Last time we visited the lavish halls and homes tied to King Ludwig II and his royal family. Today we will explore another type of dwelling commonly found in the Bavarian Alps.
Although belonging to another sector of the region’s historical population, the noteworthy structures are no less sophisticated. “A surprising feature of the Bavarian Alps is the large number of monasteries and abbeys that are to be seen here,” says the DK Eyewitness Travel Guide: Munich and the Bavarian Alps.
The DK Guide describes that the first monasteries to be established in the Bavarian Alps was during the early middle ages. Other flourishing periods for the construction of monastic buildings were during the 11th and 12th centuries and during the Enlightenment period. Although more than 160 monasteries were secularized at the beginning of the 19th century, today visitors can still visit numerous of these beautifully grand edifices and grounds and even in some cases observe present day monastic culture. Whether or not you prescribe to the same faith symbolic of the abbeys located throughout the Bavarian Alps’ foothills, your senses will be smitten as will your cultural curiosity.
Ettal Abbey is an example of a Benedictine monastery that is currently home to a community of practicing monks. Founded in 1330, today the abbey’s castle-like structure and dome-topped cathedral is open to the public for tours and services. Since its monastic community of 50 abides by the Benedictine principles of being self-sufficient, visitors can also tour the fruits of the monks’ labours, such as their cheese factory, brewery, farm, gardens and market.
Ottobeuren Abbey, located in the Bavarian Allgäu, was founded in 764 by its first abbot, Toto. Today it has priory status and a population of just over 20 monks. Four times a day the monastic community engages in prayerful songs and chants. Visitors can tour around the abbey’s art gallery with works ranging from the Gothic to the Baroque period, the library of leather bound books, marble columns and elaborate murals and the ornate Emperor’s hall. Ottobeuren Abbey also offers retreats and workshops to individuals seeking reflection, spiritual enlightenment or positive mental health.

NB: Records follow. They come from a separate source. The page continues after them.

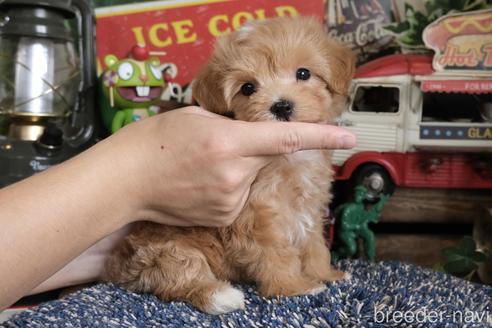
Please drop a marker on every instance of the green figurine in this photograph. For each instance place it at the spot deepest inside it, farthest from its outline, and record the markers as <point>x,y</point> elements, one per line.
<point>354,221</point>
<point>132,85</point>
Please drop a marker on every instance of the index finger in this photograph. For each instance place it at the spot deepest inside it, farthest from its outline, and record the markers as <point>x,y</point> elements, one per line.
<point>277,138</point>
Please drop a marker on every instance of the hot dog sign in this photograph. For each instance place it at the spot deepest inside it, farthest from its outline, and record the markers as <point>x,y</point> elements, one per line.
<point>462,42</point>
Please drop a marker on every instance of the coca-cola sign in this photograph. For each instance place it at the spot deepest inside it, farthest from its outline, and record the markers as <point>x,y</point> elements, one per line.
<point>359,24</point>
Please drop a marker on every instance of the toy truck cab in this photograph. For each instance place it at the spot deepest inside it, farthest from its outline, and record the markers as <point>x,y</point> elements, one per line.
<point>416,128</point>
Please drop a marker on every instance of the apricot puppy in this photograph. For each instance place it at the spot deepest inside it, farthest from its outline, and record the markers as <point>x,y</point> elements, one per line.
<point>281,69</point>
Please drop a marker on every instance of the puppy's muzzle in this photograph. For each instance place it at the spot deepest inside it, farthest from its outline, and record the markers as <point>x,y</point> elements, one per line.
<point>282,109</point>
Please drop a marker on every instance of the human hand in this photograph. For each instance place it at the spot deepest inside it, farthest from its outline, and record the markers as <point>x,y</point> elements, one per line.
<point>192,167</point>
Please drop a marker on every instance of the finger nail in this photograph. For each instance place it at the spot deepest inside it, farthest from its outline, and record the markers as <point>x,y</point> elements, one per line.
<point>346,141</point>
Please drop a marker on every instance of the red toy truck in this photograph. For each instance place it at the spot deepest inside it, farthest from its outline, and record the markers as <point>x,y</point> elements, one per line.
<point>423,120</point>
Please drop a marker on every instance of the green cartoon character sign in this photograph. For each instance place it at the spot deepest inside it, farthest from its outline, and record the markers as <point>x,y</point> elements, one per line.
<point>132,86</point>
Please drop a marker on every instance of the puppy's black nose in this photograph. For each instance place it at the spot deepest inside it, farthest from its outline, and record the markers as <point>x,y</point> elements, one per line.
<point>282,110</point>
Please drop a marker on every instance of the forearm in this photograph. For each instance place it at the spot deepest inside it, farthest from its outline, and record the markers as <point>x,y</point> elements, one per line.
<point>51,218</point>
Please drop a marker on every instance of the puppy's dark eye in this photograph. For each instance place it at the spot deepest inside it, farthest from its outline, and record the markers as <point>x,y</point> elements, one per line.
<point>248,89</point>
<point>303,74</point>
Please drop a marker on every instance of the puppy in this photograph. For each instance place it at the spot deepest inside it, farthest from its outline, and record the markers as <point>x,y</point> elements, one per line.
<point>281,69</point>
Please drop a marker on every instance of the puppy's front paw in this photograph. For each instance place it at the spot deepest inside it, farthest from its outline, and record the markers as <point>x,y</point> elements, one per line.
<point>317,290</point>
<point>225,300</point>
<point>336,275</point>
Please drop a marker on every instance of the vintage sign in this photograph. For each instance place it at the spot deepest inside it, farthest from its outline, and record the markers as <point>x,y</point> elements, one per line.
<point>462,42</point>
<point>468,86</point>
<point>359,24</point>
<point>185,29</point>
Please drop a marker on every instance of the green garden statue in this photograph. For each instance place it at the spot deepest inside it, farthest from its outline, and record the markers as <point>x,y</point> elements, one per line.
<point>354,221</point>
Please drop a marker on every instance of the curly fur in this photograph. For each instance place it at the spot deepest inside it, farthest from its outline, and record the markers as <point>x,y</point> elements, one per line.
<point>277,240</point>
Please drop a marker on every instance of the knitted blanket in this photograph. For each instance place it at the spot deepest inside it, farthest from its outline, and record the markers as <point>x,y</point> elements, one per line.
<point>385,294</point>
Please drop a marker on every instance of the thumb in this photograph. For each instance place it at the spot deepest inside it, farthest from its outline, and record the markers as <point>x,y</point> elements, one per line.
<point>277,138</point>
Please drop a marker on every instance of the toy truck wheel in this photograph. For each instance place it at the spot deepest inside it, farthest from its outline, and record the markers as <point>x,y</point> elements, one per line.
<point>375,178</point>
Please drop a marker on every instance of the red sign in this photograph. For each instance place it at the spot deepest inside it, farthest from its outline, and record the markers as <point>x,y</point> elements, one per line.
<point>462,42</point>
<point>468,86</point>
<point>185,30</point>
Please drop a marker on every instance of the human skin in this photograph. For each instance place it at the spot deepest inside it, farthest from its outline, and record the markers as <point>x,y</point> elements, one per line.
<point>186,167</point>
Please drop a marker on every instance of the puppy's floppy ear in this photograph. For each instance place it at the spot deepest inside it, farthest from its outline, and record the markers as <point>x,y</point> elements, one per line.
<point>341,65</point>
<point>208,88</point>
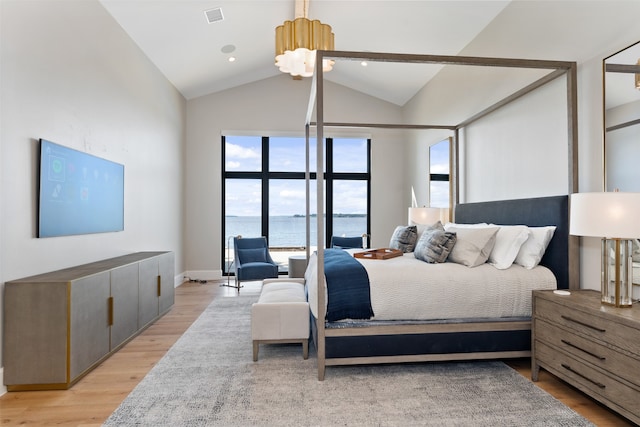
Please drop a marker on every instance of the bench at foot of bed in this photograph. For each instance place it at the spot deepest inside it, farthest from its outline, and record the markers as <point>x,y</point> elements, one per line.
<point>281,315</point>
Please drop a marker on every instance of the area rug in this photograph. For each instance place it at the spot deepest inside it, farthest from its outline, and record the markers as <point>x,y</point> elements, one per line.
<point>208,378</point>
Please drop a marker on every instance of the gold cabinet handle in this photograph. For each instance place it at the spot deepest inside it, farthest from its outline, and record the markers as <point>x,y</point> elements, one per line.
<point>595,328</point>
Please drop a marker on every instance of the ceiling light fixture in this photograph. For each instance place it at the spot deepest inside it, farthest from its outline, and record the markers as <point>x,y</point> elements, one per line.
<point>298,40</point>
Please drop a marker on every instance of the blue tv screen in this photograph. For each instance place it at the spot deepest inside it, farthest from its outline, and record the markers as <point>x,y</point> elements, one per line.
<point>79,193</point>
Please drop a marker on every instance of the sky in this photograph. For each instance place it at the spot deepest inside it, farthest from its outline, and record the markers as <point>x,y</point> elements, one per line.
<point>287,154</point>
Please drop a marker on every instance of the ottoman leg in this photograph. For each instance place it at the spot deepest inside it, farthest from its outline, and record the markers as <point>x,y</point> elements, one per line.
<point>255,350</point>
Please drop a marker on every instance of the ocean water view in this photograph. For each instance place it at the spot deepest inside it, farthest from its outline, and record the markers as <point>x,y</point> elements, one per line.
<point>289,231</point>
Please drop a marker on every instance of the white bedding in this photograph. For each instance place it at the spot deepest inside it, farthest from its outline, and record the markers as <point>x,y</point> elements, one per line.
<point>405,288</point>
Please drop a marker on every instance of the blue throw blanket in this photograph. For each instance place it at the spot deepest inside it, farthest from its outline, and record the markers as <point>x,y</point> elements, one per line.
<point>347,287</point>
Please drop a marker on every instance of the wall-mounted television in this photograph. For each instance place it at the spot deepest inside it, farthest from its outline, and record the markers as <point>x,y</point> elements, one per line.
<point>79,193</point>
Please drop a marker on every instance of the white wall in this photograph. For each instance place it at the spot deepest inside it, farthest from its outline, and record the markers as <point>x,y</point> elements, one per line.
<point>623,149</point>
<point>278,106</point>
<point>71,75</point>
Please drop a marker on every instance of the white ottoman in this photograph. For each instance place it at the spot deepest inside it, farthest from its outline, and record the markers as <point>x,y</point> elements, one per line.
<point>281,315</point>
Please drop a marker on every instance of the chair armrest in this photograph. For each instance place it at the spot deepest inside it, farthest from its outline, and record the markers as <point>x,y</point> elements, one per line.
<point>281,280</point>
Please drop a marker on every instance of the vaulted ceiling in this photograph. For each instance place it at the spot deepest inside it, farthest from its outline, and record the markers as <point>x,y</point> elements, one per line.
<point>193,53</point>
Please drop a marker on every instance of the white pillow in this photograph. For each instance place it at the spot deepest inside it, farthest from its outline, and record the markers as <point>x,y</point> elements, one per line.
<point>473,245</point>
<point>533,249</point>
<point>509,240</point>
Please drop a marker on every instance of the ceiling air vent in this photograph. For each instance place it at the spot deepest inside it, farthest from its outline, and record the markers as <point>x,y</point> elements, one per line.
<point>214,15</point>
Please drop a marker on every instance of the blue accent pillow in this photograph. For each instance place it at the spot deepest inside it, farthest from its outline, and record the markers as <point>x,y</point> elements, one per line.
<point>252,255</point>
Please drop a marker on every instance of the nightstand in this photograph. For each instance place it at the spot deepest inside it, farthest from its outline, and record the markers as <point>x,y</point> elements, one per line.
<point>594,347</point>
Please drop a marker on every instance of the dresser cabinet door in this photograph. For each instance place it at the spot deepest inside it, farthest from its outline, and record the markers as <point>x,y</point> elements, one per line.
<point>90,329</point>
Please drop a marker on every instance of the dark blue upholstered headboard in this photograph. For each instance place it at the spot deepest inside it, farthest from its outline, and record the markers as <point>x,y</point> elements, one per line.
<point>534,212</point>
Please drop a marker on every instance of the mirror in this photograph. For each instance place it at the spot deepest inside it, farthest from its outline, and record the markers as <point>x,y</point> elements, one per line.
<point>622,128</point>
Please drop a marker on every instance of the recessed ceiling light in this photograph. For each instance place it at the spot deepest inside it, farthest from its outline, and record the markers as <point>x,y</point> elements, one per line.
<point>228,48</point>
<point>214,15</point>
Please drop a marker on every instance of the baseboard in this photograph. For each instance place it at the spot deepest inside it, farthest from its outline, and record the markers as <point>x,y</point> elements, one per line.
<point>200,275</point>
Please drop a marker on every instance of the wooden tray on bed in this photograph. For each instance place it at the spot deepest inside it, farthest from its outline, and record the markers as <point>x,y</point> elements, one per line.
<point>382,253</point>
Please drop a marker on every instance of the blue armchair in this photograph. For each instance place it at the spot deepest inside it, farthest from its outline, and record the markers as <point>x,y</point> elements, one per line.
<point>252,260</point>
<point>346,242</point>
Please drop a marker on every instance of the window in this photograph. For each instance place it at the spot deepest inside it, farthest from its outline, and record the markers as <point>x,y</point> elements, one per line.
<point>439,174</point>
<point>264,192</point>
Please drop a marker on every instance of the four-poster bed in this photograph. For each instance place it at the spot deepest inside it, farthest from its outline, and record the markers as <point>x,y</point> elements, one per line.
<point>391,342</point>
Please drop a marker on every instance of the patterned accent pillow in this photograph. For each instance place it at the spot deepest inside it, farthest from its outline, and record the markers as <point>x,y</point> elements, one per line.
<point>434,245</point>
<point>404,238</point>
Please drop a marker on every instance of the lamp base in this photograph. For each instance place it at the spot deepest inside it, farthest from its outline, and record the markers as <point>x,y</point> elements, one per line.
<point>617,272</point>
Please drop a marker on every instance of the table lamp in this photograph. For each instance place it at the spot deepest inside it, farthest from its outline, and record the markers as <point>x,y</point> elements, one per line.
<point>615,217</point>
<point>427,216</point>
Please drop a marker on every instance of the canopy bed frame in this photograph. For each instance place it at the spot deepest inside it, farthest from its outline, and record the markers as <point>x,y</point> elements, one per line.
<point>429,341</point>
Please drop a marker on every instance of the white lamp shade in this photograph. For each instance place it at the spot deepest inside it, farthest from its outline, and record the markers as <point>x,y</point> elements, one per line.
<point>427,216</point>
<point>613,215</point>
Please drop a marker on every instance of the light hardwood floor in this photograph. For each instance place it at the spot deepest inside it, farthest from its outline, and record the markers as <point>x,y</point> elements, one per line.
<point>97,395</point>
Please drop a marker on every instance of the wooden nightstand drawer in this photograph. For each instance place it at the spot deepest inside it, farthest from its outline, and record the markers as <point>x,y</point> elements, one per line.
<point>590,324</point>
<point>595,383</point>
<point>588,350</point>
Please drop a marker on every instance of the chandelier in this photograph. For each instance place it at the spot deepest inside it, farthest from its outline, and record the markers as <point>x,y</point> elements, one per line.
<point>298,40</point>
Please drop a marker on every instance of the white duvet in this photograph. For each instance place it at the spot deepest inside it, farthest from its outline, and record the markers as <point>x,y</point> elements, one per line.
<point>405,288</point>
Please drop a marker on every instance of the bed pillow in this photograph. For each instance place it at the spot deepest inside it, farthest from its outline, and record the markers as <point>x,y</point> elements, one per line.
<point>473,245</point>
<point>448,225</point>
<point>533,249</point>
<point>434,245</point>
<point>509,240</point>
<point>404,238</point>
<point>421,228</point>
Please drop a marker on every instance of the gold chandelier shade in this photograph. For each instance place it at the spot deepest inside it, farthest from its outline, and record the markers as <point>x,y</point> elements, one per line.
<point>296,43</point>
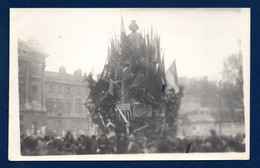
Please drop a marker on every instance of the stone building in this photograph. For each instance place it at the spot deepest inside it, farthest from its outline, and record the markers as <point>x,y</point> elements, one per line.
<point>31,62</point>
<point>65,94</point>
<point>50,101</point>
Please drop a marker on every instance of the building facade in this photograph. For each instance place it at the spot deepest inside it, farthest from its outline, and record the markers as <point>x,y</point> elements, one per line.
<point>31,62</point>
<point>50,101</point>
<point>65,94</point>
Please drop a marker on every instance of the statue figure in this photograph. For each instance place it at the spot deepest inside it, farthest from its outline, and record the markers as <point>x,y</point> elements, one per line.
<point>134,37</point>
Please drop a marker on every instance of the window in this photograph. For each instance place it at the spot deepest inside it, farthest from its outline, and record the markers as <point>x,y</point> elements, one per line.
<point>34,95</point>
<point>50,89</point>
<point>35,71</point>
<point>78,91</point>
<point>59,89</point>
<point>68,91</point>
<point>21,118</point>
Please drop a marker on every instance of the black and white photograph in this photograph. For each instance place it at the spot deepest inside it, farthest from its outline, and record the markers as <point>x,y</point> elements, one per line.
<point>129,84</point>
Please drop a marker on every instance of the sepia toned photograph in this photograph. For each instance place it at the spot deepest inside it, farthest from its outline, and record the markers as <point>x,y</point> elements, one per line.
<point>129,84</point>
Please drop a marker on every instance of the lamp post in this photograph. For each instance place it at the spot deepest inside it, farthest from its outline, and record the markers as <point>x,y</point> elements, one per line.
<point>220,108</point>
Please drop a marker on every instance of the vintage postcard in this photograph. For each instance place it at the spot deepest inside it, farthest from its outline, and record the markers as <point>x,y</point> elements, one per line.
<point>129,84</point>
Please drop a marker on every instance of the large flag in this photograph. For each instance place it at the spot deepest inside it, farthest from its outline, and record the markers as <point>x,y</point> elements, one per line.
<point>171,78</point>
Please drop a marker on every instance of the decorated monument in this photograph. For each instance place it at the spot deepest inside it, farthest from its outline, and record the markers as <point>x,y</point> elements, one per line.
<point>134,93</point>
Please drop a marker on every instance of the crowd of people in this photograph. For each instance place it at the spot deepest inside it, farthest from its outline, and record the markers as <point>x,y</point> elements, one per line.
<point>122,144</point>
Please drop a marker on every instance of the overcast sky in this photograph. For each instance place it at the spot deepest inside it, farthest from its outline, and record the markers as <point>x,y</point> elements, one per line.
<point>199,39</point>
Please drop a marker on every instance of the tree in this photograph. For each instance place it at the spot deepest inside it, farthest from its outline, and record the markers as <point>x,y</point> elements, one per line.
<point>232,86</point>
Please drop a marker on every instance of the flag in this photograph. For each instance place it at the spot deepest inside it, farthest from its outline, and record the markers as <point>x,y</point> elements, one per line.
<point>123,34</point>
<point>171,78</point>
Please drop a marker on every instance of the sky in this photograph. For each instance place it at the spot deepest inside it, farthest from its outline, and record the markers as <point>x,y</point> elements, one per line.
<point>198,39</point>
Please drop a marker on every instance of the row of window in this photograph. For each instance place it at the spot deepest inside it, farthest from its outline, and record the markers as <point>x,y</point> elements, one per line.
<point>64,90</point>
<point>63,107</point>
<point>62,125</point>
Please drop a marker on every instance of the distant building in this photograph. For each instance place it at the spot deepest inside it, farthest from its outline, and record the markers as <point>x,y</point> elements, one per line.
<point>50,101</point>
<point>65,94</point>
<point>31,62</point>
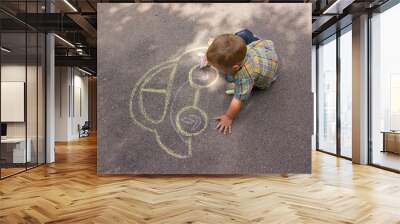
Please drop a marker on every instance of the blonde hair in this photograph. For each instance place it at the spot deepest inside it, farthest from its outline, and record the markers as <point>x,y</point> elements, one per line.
<point>227,50</point>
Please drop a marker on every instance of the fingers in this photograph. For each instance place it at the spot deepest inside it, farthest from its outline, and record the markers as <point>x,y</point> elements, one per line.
<point>221,128</point>
<point>218,125</point>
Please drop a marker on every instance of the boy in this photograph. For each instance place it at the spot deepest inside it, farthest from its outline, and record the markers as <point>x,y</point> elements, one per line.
<point>250,66</point>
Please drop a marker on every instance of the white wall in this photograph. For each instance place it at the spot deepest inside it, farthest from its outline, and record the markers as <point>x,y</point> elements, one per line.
<point>70,83</point>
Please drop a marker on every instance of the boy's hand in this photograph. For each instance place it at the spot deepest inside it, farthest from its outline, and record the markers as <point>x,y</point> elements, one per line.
<point>224,124</point>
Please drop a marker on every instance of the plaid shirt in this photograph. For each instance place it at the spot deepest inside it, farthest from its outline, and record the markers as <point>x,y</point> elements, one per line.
<point>259,69</point>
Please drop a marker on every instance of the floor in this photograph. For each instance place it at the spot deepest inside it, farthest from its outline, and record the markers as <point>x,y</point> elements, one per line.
<point>387,159</point>
<point>69,191</point>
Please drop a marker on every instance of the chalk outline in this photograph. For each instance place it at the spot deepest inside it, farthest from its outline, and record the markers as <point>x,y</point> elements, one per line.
<point>145,79</point>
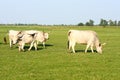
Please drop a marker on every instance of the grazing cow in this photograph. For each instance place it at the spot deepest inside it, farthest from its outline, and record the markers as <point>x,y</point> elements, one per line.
<point>40,36</point>
<point>27,39</point>
<point>87,37</point>
<point>13,36</point>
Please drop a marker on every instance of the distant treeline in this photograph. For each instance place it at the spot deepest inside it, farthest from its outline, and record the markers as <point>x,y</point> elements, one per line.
<point>103,23</point>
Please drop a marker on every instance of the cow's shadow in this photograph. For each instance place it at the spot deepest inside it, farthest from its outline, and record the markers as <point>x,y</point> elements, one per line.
<point>39,47</point>
<point>83,51</point>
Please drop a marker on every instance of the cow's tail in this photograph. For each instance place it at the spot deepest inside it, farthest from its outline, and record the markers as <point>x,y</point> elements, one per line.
<point>68,44</point>
<point>68,39</point>
<point>5,39</point>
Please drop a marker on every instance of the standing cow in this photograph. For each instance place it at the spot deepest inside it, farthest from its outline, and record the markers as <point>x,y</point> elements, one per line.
<point>27,39</point>
<point>13,36</point>
<point>40,36</point>
<point>87,37</point>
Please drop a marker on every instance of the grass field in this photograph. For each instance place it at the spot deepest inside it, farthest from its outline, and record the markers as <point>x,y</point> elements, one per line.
<point>55,63</point>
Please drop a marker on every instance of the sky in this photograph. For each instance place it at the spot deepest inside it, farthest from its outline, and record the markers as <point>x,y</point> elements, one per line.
<point>58,11</point>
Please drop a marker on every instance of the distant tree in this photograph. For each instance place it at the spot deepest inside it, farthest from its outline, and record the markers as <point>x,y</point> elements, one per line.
<point>87,24</point>
<point>103,23</point>
<point>80,24</point>
<point>118,23</point>
<point>90,23</point>
<point>111,23</point>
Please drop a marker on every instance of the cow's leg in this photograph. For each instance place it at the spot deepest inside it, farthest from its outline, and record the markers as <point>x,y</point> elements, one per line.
<point>87,48</point>
<point>31,45</point>
<point>35,45</point>
<point>73,47</point>
<point>43,44</point>
<point>92,48</point>
<point>69,45</point>
<point>22,46</point>
<point>10,43</point>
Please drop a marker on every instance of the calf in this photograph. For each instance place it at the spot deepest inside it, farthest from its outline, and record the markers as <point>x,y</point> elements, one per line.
<point>29,39</point>
<point>87,37</point>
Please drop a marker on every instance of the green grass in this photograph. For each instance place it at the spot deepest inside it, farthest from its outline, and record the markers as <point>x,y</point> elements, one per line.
<point>55,63</point>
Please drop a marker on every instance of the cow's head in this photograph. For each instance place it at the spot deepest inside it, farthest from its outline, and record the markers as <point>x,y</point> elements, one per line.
<point>16,37</point>
<point>46,35</point>
<point>99,48</point>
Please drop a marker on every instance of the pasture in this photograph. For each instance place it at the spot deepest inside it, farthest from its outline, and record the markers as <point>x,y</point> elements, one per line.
<point>55,63</point>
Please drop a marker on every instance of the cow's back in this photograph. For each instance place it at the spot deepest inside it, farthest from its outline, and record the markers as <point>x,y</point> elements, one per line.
<point>82,36</point>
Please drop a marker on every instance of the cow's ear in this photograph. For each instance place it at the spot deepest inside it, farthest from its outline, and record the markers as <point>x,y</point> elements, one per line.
<point>103,44</point>
<point>19,32</point>
<point>99,44</point>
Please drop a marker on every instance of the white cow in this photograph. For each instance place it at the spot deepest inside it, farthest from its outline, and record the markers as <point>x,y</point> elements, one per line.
<point>87,37</point>
<point>27,39</point>
<point>13,36</point>
<point>40,36</point>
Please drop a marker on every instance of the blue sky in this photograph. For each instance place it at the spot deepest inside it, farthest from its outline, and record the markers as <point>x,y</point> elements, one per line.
<point>58,11</point>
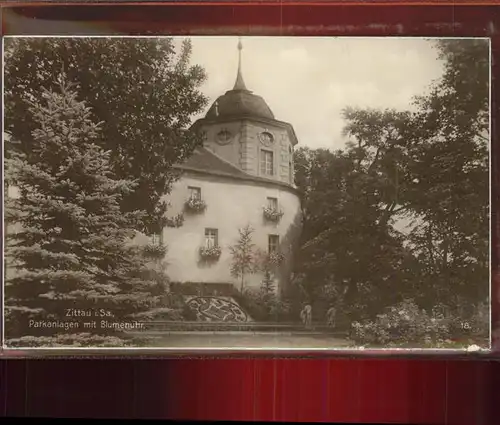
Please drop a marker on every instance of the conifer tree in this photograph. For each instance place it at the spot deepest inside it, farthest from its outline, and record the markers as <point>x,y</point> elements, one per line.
<point>72,249</point>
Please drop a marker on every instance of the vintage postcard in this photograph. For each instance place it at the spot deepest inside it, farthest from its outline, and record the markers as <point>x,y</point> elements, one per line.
<point>191,193</point>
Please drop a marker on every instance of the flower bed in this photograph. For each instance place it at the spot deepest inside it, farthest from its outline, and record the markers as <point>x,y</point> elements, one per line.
<point>272,214</point>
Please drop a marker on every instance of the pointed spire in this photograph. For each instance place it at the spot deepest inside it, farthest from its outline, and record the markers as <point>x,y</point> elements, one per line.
<point>239,84</point>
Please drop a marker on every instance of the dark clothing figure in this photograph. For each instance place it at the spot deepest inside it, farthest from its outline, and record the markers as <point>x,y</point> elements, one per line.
<point>306,316</point>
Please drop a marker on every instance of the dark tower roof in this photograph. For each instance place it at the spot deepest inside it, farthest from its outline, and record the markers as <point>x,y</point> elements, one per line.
<point>239,102</point>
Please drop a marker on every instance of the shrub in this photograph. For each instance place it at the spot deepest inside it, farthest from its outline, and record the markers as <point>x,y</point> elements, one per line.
<point>212,253</point>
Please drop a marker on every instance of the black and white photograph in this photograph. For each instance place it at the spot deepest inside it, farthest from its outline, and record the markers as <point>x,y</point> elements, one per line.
<point>253,193</point>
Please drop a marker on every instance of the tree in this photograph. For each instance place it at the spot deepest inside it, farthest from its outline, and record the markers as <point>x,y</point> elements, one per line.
<point>72,250</point>
<point>449,177</point>
<point>243,259</point>
<point>142,91</point>
<point>350,255</point>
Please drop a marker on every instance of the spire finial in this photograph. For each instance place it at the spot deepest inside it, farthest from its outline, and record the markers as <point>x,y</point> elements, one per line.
<point>239,84</point>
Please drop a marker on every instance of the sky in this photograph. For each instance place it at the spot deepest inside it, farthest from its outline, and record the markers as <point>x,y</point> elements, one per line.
<point>307,81</point>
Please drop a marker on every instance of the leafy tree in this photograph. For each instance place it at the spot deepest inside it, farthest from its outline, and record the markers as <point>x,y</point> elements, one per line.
<point>143,91</point>
<point>243,258</point>
<point>72,247</point>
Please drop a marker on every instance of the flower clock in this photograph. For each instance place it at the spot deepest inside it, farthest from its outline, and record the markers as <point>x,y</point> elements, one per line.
<point>210,253</point>
<point>272,214</point>
<point>195,205</point>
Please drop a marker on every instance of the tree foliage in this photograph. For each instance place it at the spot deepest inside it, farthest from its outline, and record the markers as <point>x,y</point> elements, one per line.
<point>71,247</point>
<point>142,91</point>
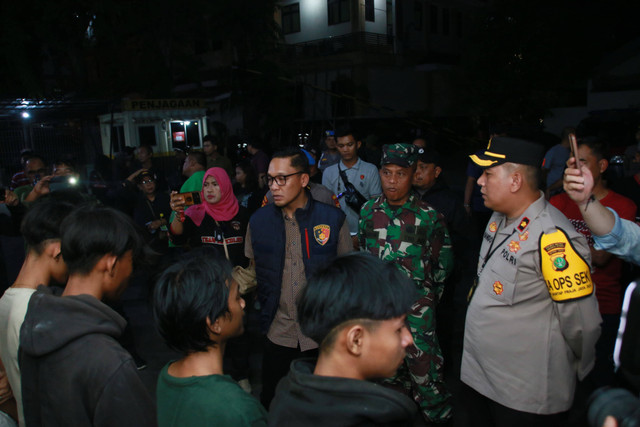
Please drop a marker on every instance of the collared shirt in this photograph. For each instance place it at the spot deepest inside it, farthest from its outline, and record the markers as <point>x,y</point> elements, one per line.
<point>364,177</point>
<point>285,329</point>
<point>521,348</point>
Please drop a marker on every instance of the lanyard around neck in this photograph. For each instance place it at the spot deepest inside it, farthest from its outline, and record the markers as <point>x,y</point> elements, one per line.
<point>492,250</point>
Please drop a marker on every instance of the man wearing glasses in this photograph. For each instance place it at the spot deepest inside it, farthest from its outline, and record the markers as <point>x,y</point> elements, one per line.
<point>353,180</point>
<point>288,240</point>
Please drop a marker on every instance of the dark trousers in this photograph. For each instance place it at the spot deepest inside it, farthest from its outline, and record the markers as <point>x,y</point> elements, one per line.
<point>275,365</point>
<point>484,412</point>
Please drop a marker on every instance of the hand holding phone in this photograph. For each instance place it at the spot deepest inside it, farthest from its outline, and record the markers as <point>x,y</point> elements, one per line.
<point>573,142</point>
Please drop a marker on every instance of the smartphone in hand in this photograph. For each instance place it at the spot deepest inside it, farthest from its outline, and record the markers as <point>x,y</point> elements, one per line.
<point>573,142</point>
<point>189,199</point>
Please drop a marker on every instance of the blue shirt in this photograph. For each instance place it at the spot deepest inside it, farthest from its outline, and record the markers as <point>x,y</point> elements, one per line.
<point>623,240</point>
<point>364,176</point>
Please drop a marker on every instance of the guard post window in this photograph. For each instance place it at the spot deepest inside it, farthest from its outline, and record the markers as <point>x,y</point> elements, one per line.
<point>339,11</point>
<point>291,18</point>
<point>369,11</point>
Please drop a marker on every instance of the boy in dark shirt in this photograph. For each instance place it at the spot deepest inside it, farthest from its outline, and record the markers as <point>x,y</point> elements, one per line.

In addition, the Bavarian region is home to other religious grandeur, including the Frauenchiemsee Monastery, the Monastery of St. Mang, the Benedictine Abbey of Niederalteich and more. Whether you visit one or more of these holy sites or find your own secluded patch of nature or architecture, you will undoubtedly experience your own personal sense of spirituality throughout the Bavarian Alps.